Extract links from Javascript (not using Javascript)?

C

chrisspencer02

I am looking for a method to extract the links embedded within the
Javascript in a web page: an ActiveX component, or example code in
C++/Pascal/etc. I am looking for a general solution, not one tailored
to a particular page/script.

Hopefully, the problem can be solved without recreating a complete
Javascript interpreter. Any ideas?
 
I

Ira Baxter

I am looking for a method to extract the links embedded within the
Javascript in a web page: an ActiveX component, or example code in
C++/Pascal/etc. I am looking for a general solution, not one tailored
to a particular page/script.

Hopefully, the problem can be solved without recreating a complete
Javascript interpreter. Any ideas?

If you expect to have any chance at getting at links that are anything
that other coded directly in a string liveral, you will need at least a full
JavaScript parser.
See http://www.semanticdesigns.com/Products/FrontEnds/index.html
for a JavaScript front end that is designed to be used in custom tasks
like this.
 
R

Randy Webb

(e-mail address removed) said the following on 5/26/2006 3:03 PM:
I am looking for a method to extract the links embedded within the
Javascript in a web page: an ActiveX component, or example code in
C++/Pascal/etc. I am looking for a general solution, not one tailored
to a particular page/script.

There are too many possibilities to deal with for a solution to that
question to be simple and/or general. Just too many ways that a URL can
be put together in script.

Can you give a general example of what you are trying to do though?
 
R

Randy Webb

Ira Baxter said the following on 5/26/2006 3:44 PM:
If you expect to have any chance at getting at links that are anything
that other coded directly in a string liveral, you will need at least a full
JavaScript parser.

And even that is not a guarantee of success.
See http://www.semanticdesigns.com/Products/FrontEnds/index.html
for a JavaScript front end that is designed to be used in custom tasks
like this.

It is designed to parse out any and all URL's that a document possesses?

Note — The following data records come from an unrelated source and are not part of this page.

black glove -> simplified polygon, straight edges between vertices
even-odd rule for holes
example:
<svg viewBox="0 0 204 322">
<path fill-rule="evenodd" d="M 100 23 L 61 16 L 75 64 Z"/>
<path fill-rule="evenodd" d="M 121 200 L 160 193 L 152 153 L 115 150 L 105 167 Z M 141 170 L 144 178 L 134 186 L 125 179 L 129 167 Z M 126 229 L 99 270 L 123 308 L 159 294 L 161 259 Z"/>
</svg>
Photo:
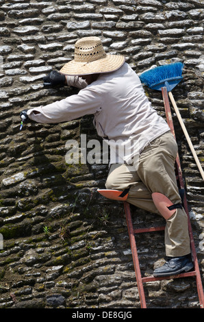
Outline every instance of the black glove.
<svg viewBox="0 0 204 322">
<path fill-rule="evenodd" d="M 55 71 L 51 71 L 47 76 L 43 77 L 44 86 L 56 86 L 65 84 L 65 75 L 61 75 Z"/>
<path fill-rule="evenodd" d="M 28 110 L 23 110 L 23 111 L 20 113 L 21 121 L 23 122 L 27 122 L 29 119 L 27 114 L 27 111 L 28 111 Z"/>
</svg>

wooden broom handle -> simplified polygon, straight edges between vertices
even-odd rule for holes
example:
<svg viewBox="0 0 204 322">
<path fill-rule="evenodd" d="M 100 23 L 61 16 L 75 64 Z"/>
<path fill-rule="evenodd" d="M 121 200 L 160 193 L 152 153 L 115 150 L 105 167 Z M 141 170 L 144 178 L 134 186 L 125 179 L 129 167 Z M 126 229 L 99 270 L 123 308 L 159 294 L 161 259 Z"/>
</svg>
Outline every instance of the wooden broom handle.
<svg viewBox="0 0 204 322">
<path fill-rule="evenodd" d="M 177 104 L 176 104 L 176 102 L 175 102 L 175 99 L 174 99 L 174 97 L 173 97 L 173 94 L 172 94 L 171 92 L 168 92 L 168 96 L 169 96 L 170 99 L 170 101 L 171 101 L 172 105 L 173 106 L 173 108 L 174 108 L 174 109 L 175 109 L 175 112 L 176 112 L 176 114 L 177 114 L 177 118 L 178 118 L 178 119 L 179 119 L 179 123 L 180 123 L 180 125 L 181 125 L 181 127 L 182 127 L 182 129 L 183 129 L 183 133 L 184 133 L 184 134 L 185 134 L 187 142 L 188 142 L 188 145 L 189 145 L 190 149 L 190 150 L 191 150 L 191 151 L 192 151 L 192 155 L 193 155 L 193 156 L 194 156 L 194 159 L 195 159 L 195 161 L 196 161 L 196 164 L 197 164 L 197 166 L 198 166 L 198 168 L 199 168 L 199 171 L 200 171 L 200 173 L 201 173 L 201 174 L 202 178 L 203 178 L 203 179 L 204 180 L 204 172 L 203 172 L 203 168 L 202 168 L 202 166 L 201 166 L 201 163 L 200 163 L 200 161 L 199 161 L 199 158 L 198 158 L 198 157 L 197 157 L 197 155 L 196 155 L 196 151 L 195 151 L 195 150 L 194 150 L 194 147 L 193 147 L 193 145 L 192 145 L 192 142 L 191 142 L 191 140 L 190 140 L 190 136 L 189 136 L 189 135 L 188 135 L 188 132 L 187 132 L 187 130 L 186 130 L 186 126 L 185 126 L 185 125 L 184 125 L 184 123 L 183 123 L 183 120 L 182 120 L 182 119 L 181 119 L 180 112 L 179 112 L 179 109 L 178 109 L 178 108 L 177 108 Z"/>
</svg>

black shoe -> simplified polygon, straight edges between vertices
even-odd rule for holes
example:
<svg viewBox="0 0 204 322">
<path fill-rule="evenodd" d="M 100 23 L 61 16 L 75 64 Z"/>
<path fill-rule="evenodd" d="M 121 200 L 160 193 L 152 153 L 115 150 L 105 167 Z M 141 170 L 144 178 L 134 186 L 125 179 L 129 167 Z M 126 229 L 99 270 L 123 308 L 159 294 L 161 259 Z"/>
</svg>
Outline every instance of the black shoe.
<svg viewBox="0 0 204 322">
<path fill-rule="evenodd" d="M 194 264 L 189 255 L 168 258 L 164 265 L 154 270 L 153 275 L 158 277 L 181 274 L 188 272 L 193 267 Z"/>
</svg>

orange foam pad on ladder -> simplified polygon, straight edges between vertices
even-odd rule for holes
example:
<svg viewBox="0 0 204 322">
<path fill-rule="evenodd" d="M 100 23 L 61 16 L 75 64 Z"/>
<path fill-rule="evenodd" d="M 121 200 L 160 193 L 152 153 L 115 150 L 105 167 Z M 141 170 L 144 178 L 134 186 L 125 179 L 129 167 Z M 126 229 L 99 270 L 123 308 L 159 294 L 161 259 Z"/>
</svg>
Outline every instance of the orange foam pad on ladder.
<svg viewBox="0 0 204 322">
<path fill-rule="evenodd" d="M 97 191 L 102 196 L 105 197 L 106 198 L 112 199 L 113 200 L 119 200 L 120 201 L 125 201 L 128 196 L 128 194 L 127 193 L 125 196 L 120 197 L 123 191 L 120 191 L 118 190 L 98 189 Z"/>
</svg>

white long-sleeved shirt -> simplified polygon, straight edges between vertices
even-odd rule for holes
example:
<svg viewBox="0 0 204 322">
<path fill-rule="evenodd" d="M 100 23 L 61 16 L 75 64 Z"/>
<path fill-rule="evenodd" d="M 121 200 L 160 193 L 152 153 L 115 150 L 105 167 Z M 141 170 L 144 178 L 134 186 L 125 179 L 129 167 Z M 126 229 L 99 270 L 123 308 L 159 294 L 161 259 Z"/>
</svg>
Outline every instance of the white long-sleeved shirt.
<svg viewBox="0 0 204 322">
<path fill-rule="evenodd" d="M 29 119 L 56 123 L 93 114 L 99 136 L 113 151 L 120 147 L 116 156 L 112 153 L 110 164 L 131 163 L 134 155 L 170 129 L 152 108 L 138 76 L 127 63 L 116 71 L 100 74 L 88 86 L 76 76 L 68 76 L 67 82 L 82 89 L 77 95 L 29 110 Z"/>
</svg>

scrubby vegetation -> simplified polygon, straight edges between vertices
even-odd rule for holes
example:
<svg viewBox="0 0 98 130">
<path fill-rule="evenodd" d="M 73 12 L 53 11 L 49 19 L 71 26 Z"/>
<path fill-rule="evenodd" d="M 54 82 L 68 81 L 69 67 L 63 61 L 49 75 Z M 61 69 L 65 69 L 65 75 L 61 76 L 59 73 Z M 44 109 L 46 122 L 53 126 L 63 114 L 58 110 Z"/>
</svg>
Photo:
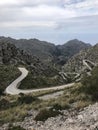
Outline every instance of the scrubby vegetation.
<svg viewBox="0 0 98 130">
<path fill-rule="evenodd" d="M 0 65 L 0 95 L 3 94 L 5 88 L 20 74 L 21 72 L 15 66 Z"/>
<path fill-rule="evenodd" d="M 63 79 L 59 75 L 50 76 L 50 75 L 38 75 L 34 76 L 32 73 L 29 73 L 28 76 L 21 82 L 19 86 L 20 89 L 34 89 L 34 88 L 43 88 L 43 87 L 53 87 L 57 85 L 64 84 Z"/>
<path fill-rule="evenodd" d="M 93 69 L 91 75 L 87 74 L 82 79 L 83 91 L 90 95 L 93 101 L 98 101 L 98 66 Z"/>
<path fill-rule="evenodd" d="M 25 130 L 25 129 L 20 126 L 12 126 L 8 130 Z"/>
<path fill-rule="evenodd" d="M 35 117 L 36 121 L 45 121 L 47 120 L 49 117 L 55 117 L 57 115 L 61 114 L 59 111 L 57 110 L 53 110 L 53 109 L 43 109 L 41 110 L 37 116 Z"/>
</svg>

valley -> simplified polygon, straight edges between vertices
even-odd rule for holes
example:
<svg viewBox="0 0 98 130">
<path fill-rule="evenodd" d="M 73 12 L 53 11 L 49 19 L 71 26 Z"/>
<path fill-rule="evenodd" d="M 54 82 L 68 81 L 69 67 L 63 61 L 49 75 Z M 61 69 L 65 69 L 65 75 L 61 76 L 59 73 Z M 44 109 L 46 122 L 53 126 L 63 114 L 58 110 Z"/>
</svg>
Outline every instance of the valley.
<svg viewBox="0 0 98 130">
<path fill-rule="evenodd" d="M 97 59 L 77 39 L 0 37 L 0 130 L 97 130 Z"/>
</svg>

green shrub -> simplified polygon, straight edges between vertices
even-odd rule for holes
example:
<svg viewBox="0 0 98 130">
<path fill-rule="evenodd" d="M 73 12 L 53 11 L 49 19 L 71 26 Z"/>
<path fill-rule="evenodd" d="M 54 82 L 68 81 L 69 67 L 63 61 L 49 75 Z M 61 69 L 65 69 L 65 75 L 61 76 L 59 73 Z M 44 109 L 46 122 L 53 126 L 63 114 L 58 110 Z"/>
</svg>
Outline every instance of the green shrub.
<svg viewBox="0 0 98 130">
<path fill-rule="evenodd" d="M 57 110 L 52 110 L 52 109 L 43 109 L 41 110 L 38 115 L 35 117 L 36 121 L 45 121 L 47 120 L 49 117 L 55 117 L 57 115 L 61 114 L 59 111 Z"/>
<path fill-rule="evenodd" d="M 23 103 L 30 104 L 30 103 L 32 103 L 33 101 L 36 101 L 36 100 L 38 100 L 37 97 L 21 94 L 20 97 L 18 97 L 17 102 L 19 104 L 23 104 Z"/>
<path fill-rule="evenodd" d="M 98 100 L 98 66 L 95 67 L 91 75 L 85 75 L 82 79 L 82 90 L 92 96 L 92 100 Z"/>
<path fill-rule="evenodd" d="M 25 129 L 22 128 L 21 126 L 13 126 L 13 127 L 9 128 L 8 130 L 25 130 Z"/>
</svg>

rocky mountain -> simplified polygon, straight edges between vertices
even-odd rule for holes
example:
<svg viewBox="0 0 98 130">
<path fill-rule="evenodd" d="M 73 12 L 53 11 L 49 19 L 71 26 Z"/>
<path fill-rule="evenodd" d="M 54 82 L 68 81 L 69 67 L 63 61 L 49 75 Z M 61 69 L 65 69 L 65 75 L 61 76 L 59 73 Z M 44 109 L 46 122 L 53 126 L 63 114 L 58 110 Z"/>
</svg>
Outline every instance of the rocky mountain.
<svg viewBox="0 0 98 130">
<path fill-rule="evenodd" d="M 11 66 L 11 67 L 10 67 Z M 59 71 L 53 65 L 48 65 L 42 63 L 39 58 L 28 54 L 27 52 L 20 50 L 14 44 L 9 41 L 0 41 L 0 72 L 1 77 L 9 75 L 11 70 L 18 71 L 16 67 L 25 66 L 29 70 L 27 78 L 22 82 L 20 86 L 22 89 L 25 88 L 36 88 L 36 87 L 48 87 L 53 85 L 63 84 L 64 80 L 59 76 Z M 6 71 L 6 70 L 9 71 Z M 15 69 L 14 69 L 15 68 Z M 18 72 L 15 72 L 16 74 Z M 10 74 L 11 77 L 14 74 Z M 6 76 L 6 81 L 8 80 Z M 9 83 L 13 78 L 9 80 Z M 2 84 L 4 84 L 5 79 L 2 79 Z"/>
<path fill-rule="evenodd" d="M 54 63 L 63 65 L 73 55 L 79 53 L 80 50 L 91 47 L 77 39 L 68 41 L 64 45 L 54 45 L 38 39 L 20 39 L 15 40 L 12 38 L 0 37 L 0 41 L 11 42 L 21 50 L 26 51 L 30 55 L 38 57 L 43 63 Z"/>
<path fill-rule="evenodd" d="M 78 54 L 74 55 L 68 62 L 63 66 L 65 72 L 81 72 L 84 68 L 83 60 L 90 60 L 93 63 L 98 63 L 98 44 L 95 46 L 80 51 Z"/>
</svg>

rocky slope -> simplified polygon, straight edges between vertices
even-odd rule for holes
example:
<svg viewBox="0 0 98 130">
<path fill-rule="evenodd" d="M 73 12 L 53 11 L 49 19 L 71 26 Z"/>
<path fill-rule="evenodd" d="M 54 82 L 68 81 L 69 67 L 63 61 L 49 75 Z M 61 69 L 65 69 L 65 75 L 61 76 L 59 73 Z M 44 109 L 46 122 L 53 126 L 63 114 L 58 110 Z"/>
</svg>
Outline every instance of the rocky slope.
<svg viewBox="0 0 98 130">
<path fill-rule="evenodd" d="M 91 47 L 77 39 L 68 41 L 64 45 L 54 45 L 38 39 L 12 39 L 0 37 L 0 41 L 11 42 L 21 50 L 28 52 L 30 55 L 38 57 L 43 63 L 55 63 L 63 65 L 67 60 L 78 53 L 80 50 Z"/>
<path fill-rule="evenodd" d="M 63 110 L 57 117 L 51 117 L 45 122 L 36 122 L 34 117 L 37 111 L 30 111 L 30 117 L 23 122 L 14 123 L 26 130 L 97 130 L 98 129 L 98 103 L 89 105 L 81 111 Z M 8 124 L 0 127 L 0 130 L 7 130 Z"/>
<path fill-rule="evenodd" d="M 63 70 L 65 72 L 67 72 L 67 71 L 70 71 L 70 72 L 83 71 L 83 68 L 84 68 L 83 60 L 84 59 L 90 60 L 96 64 L 98 63 L 98 44 L 96 44 L 95 46 L 93 46 L 87 50 L 80 51 L 78 54 L 73 56 L 63 66 Z"/>
<path fill-rule="evenodd" d="M 18 49 L 9 41 L 0 41 L 0 64 L 6 65 L 6 67 L 22 65 L 29 70 L 28 77 L 22 82 L 22 89 L 64 83 L 55 66 L 42 63 L 39 58 Z"/>
</svg>

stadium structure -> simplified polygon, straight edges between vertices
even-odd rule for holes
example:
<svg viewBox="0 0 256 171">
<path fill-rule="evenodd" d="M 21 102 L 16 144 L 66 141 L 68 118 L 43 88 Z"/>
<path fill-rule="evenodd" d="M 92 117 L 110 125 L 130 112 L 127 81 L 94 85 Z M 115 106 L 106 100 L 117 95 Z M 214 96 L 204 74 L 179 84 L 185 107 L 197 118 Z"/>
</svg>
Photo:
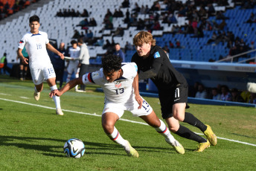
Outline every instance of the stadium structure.
<svg viewBox="0 0 256 171">
<path fill-rule="evenodd" d="M 3 3 L 8 1 L 10 6 L 14 4 L 13 0 L 1 1 Z M 156 44 L 162 48 L 169 48 L 169 57 L 173 65 L 186 77 L 189 85 L 193 86 L 197 81 L 202 83 L 205 87 L 215 87 L 218 84 L 227 85 L 231 88 L 235 87 L 239 90 L 246 90 L 248 82 L 256 83 L 256 54 L 255 48 L 243 51 L 240 54 L 231 54 L 227 42 L 216 42 L 209 44 L 214 32 L 232 32 L 234 37 L 243 39 L 244 44 L 249 46 L 256 40 L 255 21 L 247 22 L 250 15 L 255 13 L 255 4 L 251 5 L 250 1 L 209 1 L 215 11 L 211 15 L 202 17 L 206 22 L 211 24 L 211 29 L 203 28 L 201 33 L 190 33 L 185 30 L 185 26 L 191 25 L 188 15 L 182 15 L 182 10 L 179 8 L 172 8 L 173 15 L 176 21 L 173 23 L 164 22 L 164 15 L 170 14 L 172 3 L 179 2 L 188 7 L 193 4 L 197 11 L 203 6 L 208 10 L 209 4 L 203 4 L 203 1 L 156 1 L 156 0 L 129 0 L 129 7 L 123 7 L 123 0 L 39 0 L 29 1 L 30 5 L 20 10 L 0 21 L 0 53 L 7 53 L 9 65 L 15 64 L 16 61 L 16 50 L 19 42 L 22 35 L 29 30 L 28 19 L 32 15 L 40 17 L 40 30 L 48 34 L 48 38 L 54 40 L 58 46 L 60 42 L 70 45 L 73 39 L 74 30 L 79 33 L 85 32 L 85 29 L 92 30 L 96 39 L 101 39 L 102 45 L 88 45 L 90 54 L 90 64 L 100 67 L 101 57 L 106 54 L 107 50 L 103 45 L 107 40 L 119 42 L 124 49 L 127 42 L 132 44 L 132 37 L 139 31 L 138 26 L 133 25 L 135 21 L 139 19 L 152 22 L 159 20 L 161 28 L 158 30 L 151 30 L 152 34 L 156 39 Z M 202 4 L 201 4 L 202 1 Z M 225 2 L 225 3 L 224 3 Z M 135 13 L 132 22 L 126 22 L 126 13 L 135 13 L 134 7 L 137 4 L 141 7 L 147 5 L 151 8 L 156 3 L 161 7 L 159 10 L 150 10 L 147 13 L 138 12 Z M 198 6 L 196 4 L 198 4 Z M 187 5 L 187 6 L 186 6 Z M 57 16 L 60 10 L 71 10 L 83 13 L 84 9 L 89 12 L 88 17 Z M 112 28 L 106 29 L 103 23 L 107 10 L 114 13 L 115 10 L 123 12 L 123 17 L 113 17 Z M 183 11 L 184 12 L 184 11 Z M 217 14 L 221 13 L 225 18 L 219 19 Z M 256 13 L 255 13 L 256 14 Z M 97 26 L 83 28 L 77 26 L 79 23 L 87 18 L 89 20 L 94 18 Z M 134 20 L 135 19 L 135 20 Z M 220 30 L 216 28 L 225 20 L 225 25 Z M 199 21 L 197 28 L 202 24 Z M 214 26 L 215 25 L 215 26 Z M 217 25 L 217 26 L 216 26 Z M 115 36 L 118 28 L 122 28 L 122 36 Z M 215 28 L 214 28 L 215 27 Z M 176 30 L 179 28 L 179 29 Z M 147 30 L 144 28 L 144 30 Z M 173 44 L 179 41 L 179 48 L 169 47 L 170 41 Z M 174 45 L 176 46 L 176 45 Z M 130 61 L 135 49 L 126 51 L 126 61 Z M 141 84 L 142 85 L 142 84 Z M 154 91 L 155 88 L 149 83 L 149 89 Z M 145 86 L 146 89 L 146 86 Z"/>
</svg>

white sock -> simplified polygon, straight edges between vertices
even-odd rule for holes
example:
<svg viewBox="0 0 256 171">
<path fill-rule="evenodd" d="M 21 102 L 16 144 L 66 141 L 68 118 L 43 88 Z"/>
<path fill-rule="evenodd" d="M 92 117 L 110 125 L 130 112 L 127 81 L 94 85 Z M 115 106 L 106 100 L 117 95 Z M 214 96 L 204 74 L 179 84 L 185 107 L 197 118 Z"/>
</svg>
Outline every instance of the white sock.
<svg viewBox="0 0 256 171">
<path fill-rule="evenodd" d="M 68 74 L 68 76 L 67 76 L 67 80 L 66 80 L 66 83 L 68 83 L 69 81 L 70 81 L 70 78 L 71 77 L 71 74 Z"/>
<path fill-rule="evenodd" d="M 161 125 L 159 128 L 155 128 L 156 130 L 165 138 L 165 140 L 167 141 L 168 143 L 174 144 L 174 141 L 176 141 L 176 139 L 170 134 L 169 129 L 167 128 L 167 126 L 166 126 L 164 123 L 160 119 L 159 120 L 160 120 Z"/>
<path fill-rule="evenodd" d="M 118 129 L 114 126 L 114 131 L 111 135 L 108 135 L 110 139 L 120 145 L 125 146 L 127 141 L 121 136 Z"/>
<path fill-rule="evenodd" d="M 51 91 L 58 89 L 58 88 L 57 87 L 57 85 L 54 85 L 54 86 L 50 87 L 50 88 L 51 88 Z M 54 100 L 56 109 L 58 109 L 58 108 L 61 109 L 60 108 L 60 97 L 58 97 L 58 96 L 53 96 L 52 98 Z"/>
</svg>

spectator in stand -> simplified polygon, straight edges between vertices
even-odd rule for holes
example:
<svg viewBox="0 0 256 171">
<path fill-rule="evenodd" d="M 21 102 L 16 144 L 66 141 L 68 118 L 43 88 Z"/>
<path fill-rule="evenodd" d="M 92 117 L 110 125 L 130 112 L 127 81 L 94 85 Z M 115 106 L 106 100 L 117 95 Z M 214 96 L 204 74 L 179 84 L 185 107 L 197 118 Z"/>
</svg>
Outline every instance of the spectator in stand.
<svg viewBox="0 0 256 171">
<path fill-rule="evenodd" d="M 144 30 L 144 28 L 145 28 L 145 22 L 143 19 L 139 18 L 138 22 L 138 25 L 137 25 L 137 30 Z"/>
<path fill-rule="evenodd" d="M 212 36 L 211 36 L 211 39 L 208 39 L 208 40 L 207 41 L 206 45 L 209 45 L 209 44 L 211 44 L 211 42 L 214 42 L 216 41 L 216 39 L 217 39 L 217 34 L 216 34 L 216 33 L 215 33 L 215 31 L 214 31 L 214 32 L 212 33 Z"/>
<path fill-rule="evenodd" d="M 211 89 L 212 100 L 220 100 L 221 94 L 218 93 L 218 89 L 217 88 L 213 88 Z"/>
<path fill-rule="evenodd" d="M 253 23 L 253 22 L 256 22 L 256 17 L 255 16 L 255 13 L 251 13 L 250 17 L 249 18 L 249 19 L 246 21 L 247 23 Z"/>
<path fill-rule="evenodd" d="M 223 12 L 221 12 L 220 10 L 217 11 L 217 14 L 216 14 L 216 19 L 223 19 L 223 20 L 225 20 L 225 19 L 228 19 L 229 18 L 228 17 L 225 17 L 224 16 L 224 14 L 223 13 Z"/>
<path fill-rule="evenodd" d="M 215 15 L 215 9 L 214 9 L 214 5 L 211 3 L 210 3 L 210 4 L 208 4 L 208 10 L 207 11 L 208 12 L 208 16 L 214 16 Z"/>
<path fill-rule="evenodd" d="M 129 7 L 129 0 L 124 0 L 124 1 L 122 2 L 122 7 Z"/>
<path fill-rule="evenodd" d="M 64 14 L 61 11 L 61 9 L 60 9 L 59 12 L 57 13 L 56 16 L 64 16 Z"/>
<path fill-rule="evenodd" d="M 195 97 L 199 98 L 199 99 L 206 99 L 207 98 L 207 93 L 205 91 L 205 86 L 202 83 L 199 83 L 198 85 L 198 91 L 196 94 Z"/>
<path fill-rule="evenodd" d="M 172 42 L 172 41 L 169 41 L 169 47 L 170 48 L 174 48 L 174 45 L 173 45 L 173 43 Z"/>
<path fill-rule="evenodd" d="M 250 99 L 249 100 L 249 103 L 256 104 L 256 93 L 251 92 Z"/>
<path fill-rule="evenodd" d="M 79 31 L 77 30 L 74 30 L 74 33 L 72 36 L 72 39 L 79 39 L 80 37 Z"/>
<path fill-rule="evenodd" d="M 250 48 L 251 50 L 255 49 L 255 42 L 251 42 L 249 48 Z"/>
<path fill-rule="evenodd" d="M 90 19 L 90 21 L 89 22 L 88 26 L 92 26 L 92 27 L 97 26 L 97 22 L 96 22 L 95 18 L 92 17 Z"/>
<path fill-rule="evenodd" d="M 176 42 L 176 48 L 182 48 L 182 46 L 181 46 L 181 45 L 180 45 L 180 42 L 179 42 L 179 40 L 177 40 Z"/>
<path fill-rule="evenodd" d="M 220 30 L 223 30 L 226 25 L 227 25 L 227 23 L 225 22 L 225 19 L 223 19 L 223 22 L 220 23 L 218 28 Z"/>
<path fill-rule="evenodd" d="M 231 95 L 232 95 L 232 98 L 231 98 L 232 102 L 240 102 L 240 103 L 244 102 L 244 100 L 243 100 L 243 97 L 240 96 L 240 93 L 239 92 L 237 88 L 232 88 L 231 92 Z"/>
<path fill-rule="evenodd" d="M 82 17 L 89 17 L 89 13 L 86 9 L 83 9 L 83 13 L 81 13 Z"/>
<path fill-rule="evenodd" d="M 115 43 L 115 51 L 114 52 L 114 54 L 121 57 L 123 59 L 122 62 L 125 62 L 125 55 L 124 55 L 123 51 L 121 49 L 119 43 Z"/>
<path fill-rule="evenodd" d="M 81 28 L 83 28 L 83 27 L 87 26 L 89 25 L 89 22 L 87 18 L 85 18 L 84 19 L 83 19 L 82 21 L 80 21 L 79 22 L 78 25 L 77 25 L 77 26 L 81 26 Z M 83 28 L 84 29 L 84 28 Z"/>
<path fill-rule="evenodd" d="M 232 96 L 229 92 L 229 88 L 228 86 L 221 86 L 221 100 L 223 101 L 231 101 L 232 100 Z"/>
</svg>

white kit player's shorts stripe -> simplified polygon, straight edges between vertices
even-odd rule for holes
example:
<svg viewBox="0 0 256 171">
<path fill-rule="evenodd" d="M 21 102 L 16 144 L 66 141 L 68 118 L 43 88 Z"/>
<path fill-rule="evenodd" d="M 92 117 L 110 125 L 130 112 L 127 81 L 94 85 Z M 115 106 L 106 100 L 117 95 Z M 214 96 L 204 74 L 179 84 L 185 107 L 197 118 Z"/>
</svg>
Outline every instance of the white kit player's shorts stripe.
<svg viewBox="0 0 256 171">
<path fill-rule="evenodd" d="M 45 79 L 56 77 L 52 64 L 48 64 L 43 68 L 31 69 L 31 76 L 35 85 L 41 84 Z"/>
<path fill-rule="evenodd" d="M 125 104 L 106 102 L 102 114 L 106 112 L 113 112 L 118 114 L 119 118 L 121 118 L 123 116 L 125 110 L 132 112 L 132 115 L 135 117 L 147 116 L 153 112 L 152 107 L 144 98 L 142 98 L 143 104 L 141 109 L 138 109 L 138 107 L 139 106 L 138 102 L 135 100 L 135 98 L 132 99 L 132 101 L 131 100 Z"/>
</svg>

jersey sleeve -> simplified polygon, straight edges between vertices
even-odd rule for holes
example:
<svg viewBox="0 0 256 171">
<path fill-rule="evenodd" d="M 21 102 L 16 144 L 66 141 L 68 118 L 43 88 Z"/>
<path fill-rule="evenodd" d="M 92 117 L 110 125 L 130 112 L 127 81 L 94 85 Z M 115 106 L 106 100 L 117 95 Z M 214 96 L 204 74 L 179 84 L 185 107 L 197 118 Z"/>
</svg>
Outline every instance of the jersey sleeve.
<svg viewBox="0 0 256 171">
<path fill-rule="evenodd" d="M 48 44 L 49 43 L 49 39 L 48 38 L 48 33 L 45 33 L 45 44 Z"/>
<path fill-rule="evenodd" d="M 25 36 L 23 36 L 22 39 L 19 42 L 19 47 L 18 48 L 23 49 L 25 44 L 26 44 L 26 40 L 25 40 Z"/>
<path fill-rule="evenodd" d="M 153 61 L 151 65 L 151 69 L 147 70 L 138 75 L 138 80 L 144 80 L 147 78 L 152 78 L 156 76 L 159 72 L 161 66 L 162 65 L 164 56 L 167 55 L 165 52 L 161 49 L 157 49 L 153 54 Z"/>
<path fill-rule="evenodd" d="M 102 81 L 102 75 L 100 74 L 100 71 L 95 72 L 90 72 L 86 74 L 83 76 L 83 83 L 85 85 L 89 84 L 97 84 L 100 85 Z"/>
</svg>

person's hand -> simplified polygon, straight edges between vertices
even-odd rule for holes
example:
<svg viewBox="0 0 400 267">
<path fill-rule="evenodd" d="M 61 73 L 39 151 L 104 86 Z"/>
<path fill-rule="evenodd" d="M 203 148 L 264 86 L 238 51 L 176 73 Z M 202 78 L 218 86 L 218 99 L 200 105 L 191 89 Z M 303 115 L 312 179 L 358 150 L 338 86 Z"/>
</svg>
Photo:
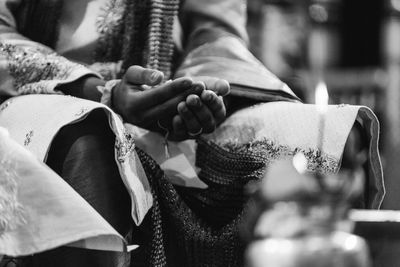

I find that a dubious claim.
 
C

chrisspencer02

Randy said:
(e-mail address removed) said the following on 5/26/2006 3:03 PM:

There are too many possibilities to deal with for a solution to that
question to be simple and/or general. Just too many ways that a URL can
be put together in script.

Can you give a general example of what you are trying to do though?

I would like to transform web pages "in the wild" into tables of links
for a site map, regardless of whether those links are encoded in HTML,
CSS, Flash, Javascript, etc. Sounds like this is not possible,
particularly for event-driven aspects of the script like rollover image
menus?
 
R

Randy Webb

(e-mail address removed) said the following on 5/26/2006 8:44 PM:
I would like to transform web pages "in the wild" into tables of links
for a site map, regardless of whether those links are encoded in HTML,
CSS, Flash, Javascript, etc. Sounds like this is not possible,
particularly for event-driven aspects of the script like rollover image
menus?

It could be done with regards to the CSS, HTML, and JS aspects, but it
wouldn't be a pretty task to try to accomplish. Just trying to resolve
relative paths would be a major headache.
 
T

Thomas 'PointedEars' Lahn

Obviously you are not yet sure what to use, so a newsgroup dedicated to a
certain (group of) language(s), like this one, is not the place to start.
Try comp.infosystems.www.authoring.misc, or comp.lang.misc.
I would like to transform web pages "in the wild" into tables of links
for a site map,

A site map is best implemented using lists (in [X]HTML: `ul' and `ol'
elements), not tables. A table is a table is a table. [psf 3.8]
regardless of whether those links are encoded in HTML, CSS, Flash,
Javascript, etc. Sounds like this is not possible,

It is possible to a certain point (I don't think decompiling Flash is
possible easily). There is software for that already (Web spiders),
and you could use its output.
particularly for event-driven aspects of the script like rollover image
menus?

The rollover effect has to take place on existing markup, so it does not
matter here. You will have difficulties to recognize not gracefully
degrading client-side generated menus, and those that use pseudo-links
like (<a href="javascript:somefunction()">...</a>), though.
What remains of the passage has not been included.